Clutching some cabbage seeds, we did just that at St Laurence’s Catholic Primary School in Cambridge to highlight CAFOD’s Dig Deep Lenten appeal.
The appeal reminds us that one in eight people in the world go hungry every day – but we CAN help.
The One Show’s gardening guru Christine Walkden shared her passion for plants with the children aged five to nine years old in the newly-formed gardening group.
She showed them exactly how to plant those cabbage seeds so they do the best they can.
Her visit coincided with that of CAFOD partner Patrick Jamiru from Sierra Leone, who came to the school to explain how – with their support to CAFOD – people in his region have transformed an abandoned diamond mine in fertile farmland. It’s helping people to overcome the hungry season in his country, which sees people struggle to find enough food for up to six months of the year.
Patrick encouraged the children to ‘dig deep’ with people in his own country and think how they can help the world’s poorest people.
He told them: “The land had been mined for diamonds in Sierra Leone and once they were not finding any, they went and left big holes with water in. They dug big, big holes and they had not filled their holes, they just left them like that.
“Our land is our mainstay and how we get our livelihood. To change it so that people could farm for themselves has helped them so much.”
He told the Cambridge pupils how children he knows, called Mohammed and Samai, have had their lives improved by the project. Even having the prospect of being able to attend school becoming a reality for them.
The children listened keenly and had a host of questions for both Patrick and Christine.
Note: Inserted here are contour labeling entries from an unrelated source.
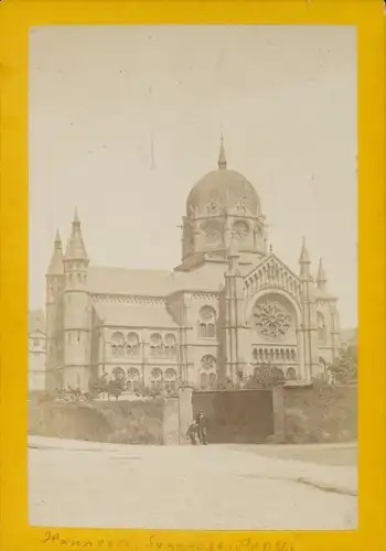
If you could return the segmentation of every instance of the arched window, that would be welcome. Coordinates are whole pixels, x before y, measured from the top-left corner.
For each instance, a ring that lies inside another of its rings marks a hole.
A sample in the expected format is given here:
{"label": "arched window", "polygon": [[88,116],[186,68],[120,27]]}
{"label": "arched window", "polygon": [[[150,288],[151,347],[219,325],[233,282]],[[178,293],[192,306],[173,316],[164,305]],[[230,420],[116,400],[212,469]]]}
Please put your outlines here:
{"label": "arched window", "polygon": [[203,356],[200,368],[200,385],[201,388],[215,388],[217,382],[217,361],[210,354]]}
{"label": "arched window", "polygon": [[119,331],[111,335],[111,354],[114,356],[124,356],[125,335]]}
{"label": "arched window", "polygon": [[121,367],[115,367],[112,369],[112,379],[114,380],[125,380],[125,371]]}
{"label": "arched window", "polygon": [[249,226],[244,220],[237,220],[232,227],[232,234],[236,239],[243,240],[248,237],[250,230]]}
{"label": "arched window", "polygon": [[289,367],[286,372],[286,379],[296,380],[296,378],[297,378],[297,371],[293,369],[293,367]]}
{"label": "arched window", "polygon": [[175,392],[176,390],[176,371],[169,368],[164,372],[164,389],[168,392]]}
{"label": "arched window", "polygon": [[321,312],[317,312],[317,324],[318,324],[318,338],[321,343],[325,342],[325,322],[324,316]]}
{"label": "arched window", "polygon": [[137,333],[129,333],[127,336],[126,354],[130,357],[139,355],[139,338]]}
{"label": "arched window", "polygon": [[214,323],[208,323],[206,325],[206,336],[207,337],[214,337],[215,336]]}
{"label": "arched window", "polygon": [[130,367],[127,370],[127,389],[131,392],[138,392],[140,390],[140,374],[135,367]]}
{"label": "arched window", "polygon": [[164,352],[168,358],[175,358],[176,356],[175,337],[171,333],[169,333],[164,337]]}
{"label": "arched window", "polygon": [[207,374],[202,372],[200,375],[200,386],[201,386],[202,389],[206,389],[207,385],[208,385]]}
{"label": "arched window", "polygon": [[156,358],[163,356],[163,341],[159,333],[153,333],[150,336],[150,354]]}
{"label": "arched window", "polygon": [[163,389],[163,374],[162,370],[156,367],[150,374],[150,387],[152,390]]}
{"label": "arched window", "polygon": [[216,311],[212,306],[203,306],[199,313],[199,337],[213,338],[216,336]]}
{"label": "arched window", "polygon": [[216,388],[217,383],[217,375],[216,374],[210,374],[210,387],[211,388]]}

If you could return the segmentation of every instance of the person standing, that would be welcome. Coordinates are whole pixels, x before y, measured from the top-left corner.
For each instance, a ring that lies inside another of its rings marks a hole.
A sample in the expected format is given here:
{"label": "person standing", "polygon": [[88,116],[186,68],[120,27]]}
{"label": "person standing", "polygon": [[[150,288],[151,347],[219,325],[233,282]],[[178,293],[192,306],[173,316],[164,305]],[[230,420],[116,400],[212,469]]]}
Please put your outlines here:
{"label": "person standing", "polygon": [[186,439],[189,439],[194,446],[199,443],[199,425],[195,420],[187,426]]}
{"label": "person standing", "polygon": [[204,417],[204,412],[200,411],[196,417],[199,441],[201,445],[207,445],[207,421]]}

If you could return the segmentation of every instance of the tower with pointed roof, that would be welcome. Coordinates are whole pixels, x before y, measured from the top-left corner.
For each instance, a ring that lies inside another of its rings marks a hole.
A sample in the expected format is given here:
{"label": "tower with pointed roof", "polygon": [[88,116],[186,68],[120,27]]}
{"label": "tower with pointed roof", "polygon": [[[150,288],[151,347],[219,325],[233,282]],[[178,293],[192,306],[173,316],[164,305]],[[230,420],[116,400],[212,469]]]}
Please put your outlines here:
{"label": "tower with pointed roof", "polygon": [[317,327],[317,300],[315,284],[311,276],[311,260],[303,238],[302,248],[299,258],[300,281],[301,281],[301,309],[303,332],[303,357],[304,357],[304,378],[311,381],[319,371],[318,357],[318,327]]}
{"label": "tower with pointed roof", "polygon": [[224,273],[233,237],[237,239],[242,266],[253,266],[267,255],[267,230],[260,199],[243,174],[228,169],[223,137],[217,170],[204,175],[193,186],[182,228],[179,270],[190,271],[206,263],[217,266]]}
{"label": "tower with pointed roof", "polygon": [[54,386],[55,369],[58,361],[61,320],[60,302],[64,289],[64,264],[62,239],[58,230],[54,240],[54,250],[45,276],[45,317],[46,317],[46,387]]}
{"label": "tower with pointed roof", "polygon": [[88,293],[88,256],[75,210],[64,259],[63,385],[88,389],[90,376],[92,306]]}
{"label": "tower with pointed roof", "polygon": [[317,276],[317,325],[320,361],[334,363],[341,348],[341,326],[336,296],[329,293],[328,277],[320,259]]}
{"label": "tower with pointed roof", "polygon": [[53,386],[83,391],[94,377],[118,376],[132,390],[175,388],[178,379],[215,389],[278,371],[288,383],[308,383],[340,347],[322,261],[313,279],[304,239],[294,271],[267,247],[260,198],[229,170],[223,138],[216,170],[186,201],[181,264],[89,266],[75,212],[65,252],[58,234],[54,242],[46,320]]}

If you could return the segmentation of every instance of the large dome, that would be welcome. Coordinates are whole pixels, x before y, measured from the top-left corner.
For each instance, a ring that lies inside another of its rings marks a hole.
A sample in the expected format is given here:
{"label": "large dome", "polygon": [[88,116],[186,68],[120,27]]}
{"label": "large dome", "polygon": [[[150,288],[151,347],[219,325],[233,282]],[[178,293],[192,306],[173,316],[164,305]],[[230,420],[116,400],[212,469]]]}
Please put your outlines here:
{"label": "large dome", "polygon": [[239,172],[227,170],[222,143],[218,170],[205,174],[192,188],[186,201],[186,214],[207,214],[215,203],[221,209],[232,209],[244,204],[253,216],[260,214],[260,201],[255,187]]}

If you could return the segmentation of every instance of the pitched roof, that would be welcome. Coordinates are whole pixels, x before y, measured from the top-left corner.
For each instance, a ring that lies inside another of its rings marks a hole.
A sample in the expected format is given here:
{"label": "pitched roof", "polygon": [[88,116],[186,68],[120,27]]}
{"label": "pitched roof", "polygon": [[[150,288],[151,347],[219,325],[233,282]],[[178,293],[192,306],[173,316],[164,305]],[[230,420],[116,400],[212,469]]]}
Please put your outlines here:
{"label": "pitched roof", "polygon": [[40,331],[45,334],[45,316],[43,310],[29,312],[29,334]]}
{"label": "pitched roof", "polygon": [[105,325],[125,327],[174,328],[178,324],[164,304],[94,304],[99,320]]}
{"label": "pitched roof", "polygon": [[178,272],[168,270],[129,270],[90,267],[88,289],[93,294],[132,294],[168,296],[176,291],[219,291],[217,274],[204,270]]}

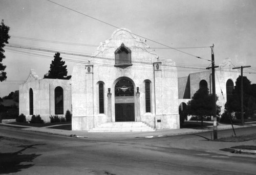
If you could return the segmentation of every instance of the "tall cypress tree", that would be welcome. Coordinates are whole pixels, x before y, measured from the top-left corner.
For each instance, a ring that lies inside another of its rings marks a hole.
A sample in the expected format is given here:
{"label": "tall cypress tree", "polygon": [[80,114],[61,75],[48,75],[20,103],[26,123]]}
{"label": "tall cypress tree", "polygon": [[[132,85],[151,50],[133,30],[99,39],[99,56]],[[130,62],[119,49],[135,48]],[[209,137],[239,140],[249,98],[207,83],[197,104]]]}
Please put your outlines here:
{"label": "tall cypress tree", "polygon": [[70,79],[71,76],[67,76],[68,74],[67,65],[65,65],[64,61],[61,61],[62,58],[60,55],[60,54],[58,52],[55,54],[54,56],[54,59],[50,65],[50,70],[44,76],[44,79]]}
{"label": "tall cypress tree", "polygon": [[8,35],[10,28],[4,23],[4,20],[2,19],[0,24],[0,81],[2,82],[7,78],[6,77],[6,72],[4,70],[6,66],[4,66],[2,63],[3,59],[5,58],[4,55],[5,50],[3,48],[5,46],[5,44],[8,43],[8,39],[10,38],[10,35]]}

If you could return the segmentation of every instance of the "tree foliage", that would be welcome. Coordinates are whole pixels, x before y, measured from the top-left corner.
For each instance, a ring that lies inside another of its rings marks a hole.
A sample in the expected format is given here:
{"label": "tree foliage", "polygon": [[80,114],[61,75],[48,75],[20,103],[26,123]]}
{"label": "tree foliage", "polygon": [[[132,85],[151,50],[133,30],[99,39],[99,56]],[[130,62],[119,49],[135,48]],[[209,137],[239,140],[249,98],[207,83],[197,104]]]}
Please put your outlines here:
{"label": "tree foliage", "polygon": [[[241,76],[237,78],[232,96],[225,105],[225,109],[229,112],[236,112],[238,118],[240,117],[241,110]],[[251,84],[247,78],[243,77],[243,90],[244,116],[246,118],[256,110],[256,85]]]}
{"label": "tree foliage", "polygon": [[55,54],[54,59],[52,61],[50,65],[50,70],[45,74],[44,79],[65,79],[69,80],[71,76],[67,76],[68,70],[67,65],[65,65],[65,62],[61,61],[62,58],[60,57],[60,54],[58,52]]}
{"label": "tree foliage", "polygon": [[4,20],[2,19],[0,24],[0,81],[2,82],[7,78],[6,76],[6,72],[4,71],[6,66],[3,65],[2,62],[3,59],[5,58],[5,56],[4,55],[5,50],[4,47],[5,46],[5,44],[8,44],[8,39],[10,39],[10,35],[8,35],[10,28],[4,23]]}
{"label": "tree foliage", "polygon": [[11,92],[8,95],[4,96],[3,99],[13,99],[13,101],[18,103],[18,90],[15,90],[14,92]]}
{"label": "tree foliage", "polygon": [[[218,97],[216,95],[216,102],[218,100]],[[204,118],[214,115],[213,104],[213,95],[209,94],[209,90],[207,88],[200,88],[187,103],[188,114],[196,116],[199,120],[201,120],[202,126]],[[216,105],[216,115],[218,116],[220,116],[221,107]]]}

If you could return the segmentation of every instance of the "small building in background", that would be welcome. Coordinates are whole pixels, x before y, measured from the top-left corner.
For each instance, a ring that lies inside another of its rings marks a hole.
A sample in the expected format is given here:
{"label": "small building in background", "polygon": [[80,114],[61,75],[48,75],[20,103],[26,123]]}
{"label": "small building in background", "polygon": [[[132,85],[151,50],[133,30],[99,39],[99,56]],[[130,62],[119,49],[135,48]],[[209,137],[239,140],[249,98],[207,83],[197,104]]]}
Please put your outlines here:
{"label": "small building in background", "polygon": [[65,116],[72,111],[71,81],[68,80],[41,79],[34,70],[19,85],[19,114],[30,120],[33,115],[40,115],[45,122],[51,115]]}

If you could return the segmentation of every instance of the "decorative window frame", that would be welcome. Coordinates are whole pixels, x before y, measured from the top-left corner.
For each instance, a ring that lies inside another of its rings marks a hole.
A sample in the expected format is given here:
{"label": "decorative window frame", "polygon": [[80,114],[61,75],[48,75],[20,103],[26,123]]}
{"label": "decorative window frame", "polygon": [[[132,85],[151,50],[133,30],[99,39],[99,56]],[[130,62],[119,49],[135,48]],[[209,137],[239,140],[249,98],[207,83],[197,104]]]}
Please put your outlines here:
{"label": "decorative window frame", "polygon": [[32,88],[29,89],[29,115],[34,115],[34,92]]}
{"label": "decorative window frame", "polygon": [[[57,95],[60,95],[57,96]],[[62,95],[62,103],[58,104],[57,103],[57,97],[59,97]],[[63,115],[64,114],[64,90],[60,86],[57,86],[54,89],[54,114],[55,115]]]}
{"label": "decorative window frame", "polygon": [[[121,60],[119,58],[119,54],[122,52],[125,52],[127,54],[127,60]],[[132,66],[132,51],[131,49],[124,45],[123,43],[122,43],[121,46],[117,48],[115,51],[115,67],[118,67],[122,68],[125,68],[127,67]]]}

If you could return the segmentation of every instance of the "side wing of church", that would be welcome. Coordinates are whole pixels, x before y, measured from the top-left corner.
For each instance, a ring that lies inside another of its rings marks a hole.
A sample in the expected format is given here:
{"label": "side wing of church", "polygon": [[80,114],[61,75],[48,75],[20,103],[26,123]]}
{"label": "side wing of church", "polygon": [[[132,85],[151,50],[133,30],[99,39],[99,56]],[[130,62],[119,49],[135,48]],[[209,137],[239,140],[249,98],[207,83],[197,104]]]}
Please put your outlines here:
{"label": "side wing of church", "polygon": [[175,63],[159,60],[127,29],[115,31],[88,64],[74,66],[72,85],[73,130],[118,121],[180,127]]}
{"label": "side wing of church", "polygon": [[19,113],[30,120],[33,115],[40,115],[46,122],[50,116],[65,117],[72,110],[71,81],[41,79],[31,69],[29,77],[19,88]]}

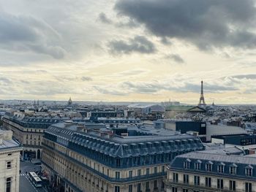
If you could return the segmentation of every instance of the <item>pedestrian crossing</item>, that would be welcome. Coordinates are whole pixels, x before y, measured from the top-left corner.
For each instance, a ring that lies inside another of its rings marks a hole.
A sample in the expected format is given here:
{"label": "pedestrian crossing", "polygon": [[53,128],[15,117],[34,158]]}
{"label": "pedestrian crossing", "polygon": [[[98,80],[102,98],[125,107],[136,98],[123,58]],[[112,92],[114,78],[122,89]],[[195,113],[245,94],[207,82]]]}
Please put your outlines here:
{"label": "pedestrian crossing", "polygon": [[26,173],[21,173],[20,174],[20,176],[28,176],[29,174],[26,174]]}

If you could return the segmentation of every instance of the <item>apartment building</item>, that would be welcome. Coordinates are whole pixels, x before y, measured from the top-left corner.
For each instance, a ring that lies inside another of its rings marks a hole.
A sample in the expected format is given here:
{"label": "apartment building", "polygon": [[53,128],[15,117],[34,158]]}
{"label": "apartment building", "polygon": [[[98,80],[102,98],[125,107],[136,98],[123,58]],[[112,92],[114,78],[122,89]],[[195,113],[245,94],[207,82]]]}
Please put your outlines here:
{"label": "apartment building", "polygon": [[167,167],[167,192],[256,191],[255,156],[214,152],[176,156]]}
{"label": "apartment building", "polygon": [[198,137],[175,131],[73,122],[50,126],[42,147],[45,175],[67,192],[165,191],[168,162],[204,148]]}
{"label": "apartment building", "polygon": [[45,130],[60,118],[31,116],[25,113],[6,113],[3,127],[13,132],[13,137],[23,145],[21,155],[25,159],[41,158],[42,141]]}
{"label": "apartment building", "polygon": [[0,191],[19,191],[20,145],[12,132],[0,130]]}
Christine told the young gardeners: “Without gardeners and farmers we would starve. It’s the gardeners and the farmers of the world that keep us alive. They also make the world beautiful. A gardener can make the world beautiful and grow food and what a privilege that is.”She added: “Growing plants is the same as growing people. What it requires is tender loving care. Without it neither will grow, develop and bloom.
“The children here today were very interested, very engaged and enquiring. It’s important that children know in this country how to grow food. We take so much for granted. It’s important for children to realise that there are places in the world where people do not have enough food to live.”
Teacher Barbara Quail said the visitors had both inspired her and the children.
Mrs Quail said: “We are the opposite to the children in Sierra Leone in some ways. We have enough food grown and we are now trying to help the children redevelop those skills that they have lost because the supermarkets sell everything they need. They should know where their food comes from and how lucky they are. How they can help others who are not so fortunate has been really brought to life to them.”
CAFOD volunteer, Mary Watkins, said: “I think it is an excellent project. It’s very exciting for the children to be involved in and important for them to learn where their fundraising goes. Patrick has been able to tell them first-hand.”
“I have helped at the school with CAFOD for about seven years and I know this is an experience the children will remember. It always amazes me what they remember from previous visits when we have told them about CAFOD’s work.”
Hopefully some seeds for thought were also planted that day.
The event brought press attention with Cambridge News and BBC Cambridgeshire Radio attending and playing a part in highlighting the scandal of global hunger.